AlloNK cells are collected from healthy donor umbilical cord blood and cryopreserved. Since they do not require genetic manipulation to recognize a specific protein, they are immediately ready to be used in outpatient settings.

AlloNK in clinical trials for lymphomas

When given in combination with rituximab, AlloNK has shown promising results in a Phase 1/2 trial (NCT04673617) enrolling patients with hard-to-treat B-cell non-Hodgkin lymphoma (B-NHL).

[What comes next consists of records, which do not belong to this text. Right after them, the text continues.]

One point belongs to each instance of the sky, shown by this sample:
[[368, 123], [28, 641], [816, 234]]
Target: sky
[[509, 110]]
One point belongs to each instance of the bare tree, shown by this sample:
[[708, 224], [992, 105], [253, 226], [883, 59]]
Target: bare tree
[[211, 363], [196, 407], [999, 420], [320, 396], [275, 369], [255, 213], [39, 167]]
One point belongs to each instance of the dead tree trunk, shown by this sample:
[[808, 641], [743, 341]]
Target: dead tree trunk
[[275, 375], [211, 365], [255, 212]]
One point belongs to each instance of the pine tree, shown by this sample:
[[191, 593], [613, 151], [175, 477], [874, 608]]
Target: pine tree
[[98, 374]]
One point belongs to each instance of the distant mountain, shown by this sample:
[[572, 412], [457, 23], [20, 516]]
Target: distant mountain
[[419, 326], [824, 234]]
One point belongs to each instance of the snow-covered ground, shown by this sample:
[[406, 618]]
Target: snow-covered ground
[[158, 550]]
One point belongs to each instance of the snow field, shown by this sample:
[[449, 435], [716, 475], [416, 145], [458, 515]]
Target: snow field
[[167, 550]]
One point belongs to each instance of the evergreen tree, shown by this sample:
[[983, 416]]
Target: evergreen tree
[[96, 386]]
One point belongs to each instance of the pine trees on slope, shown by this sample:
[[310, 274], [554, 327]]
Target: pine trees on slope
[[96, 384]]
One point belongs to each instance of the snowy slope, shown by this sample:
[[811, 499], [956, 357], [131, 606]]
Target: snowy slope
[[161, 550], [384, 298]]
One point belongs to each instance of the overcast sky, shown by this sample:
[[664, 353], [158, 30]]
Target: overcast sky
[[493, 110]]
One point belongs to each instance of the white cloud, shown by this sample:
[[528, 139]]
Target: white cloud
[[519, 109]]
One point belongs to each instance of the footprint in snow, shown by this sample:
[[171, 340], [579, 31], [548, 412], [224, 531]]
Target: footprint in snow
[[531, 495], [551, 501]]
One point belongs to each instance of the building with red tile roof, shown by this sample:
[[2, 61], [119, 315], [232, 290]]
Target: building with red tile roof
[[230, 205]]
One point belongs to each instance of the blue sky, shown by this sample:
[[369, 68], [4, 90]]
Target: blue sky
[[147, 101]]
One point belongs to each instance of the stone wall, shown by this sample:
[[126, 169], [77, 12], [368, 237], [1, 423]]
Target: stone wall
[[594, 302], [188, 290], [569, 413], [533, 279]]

The company also is testing the combination of AlloNK with the AFM13 antibody for the treatment of patients with hard-to-treat CD30-positive lymphomas in a Phase 2 trial (NCT05883449).

“AlloNK given in combination with rituximab, an anti-CD20 antibody that targets B-cells, is already driving complete responses in late line B-NHL patients in an ongoing Phase 1 study by enhancing the activity of rituximab,” said Fred Aslan, MD, CEO of Artiva.

“Our hypothesis is that AlloNK plus rituximab also has the potential to drive deep B-cell depletion in [lupus nephritis] patients with an off-the-shelf therapy that could be administered and managed in an outpatient setting,” Aslan said.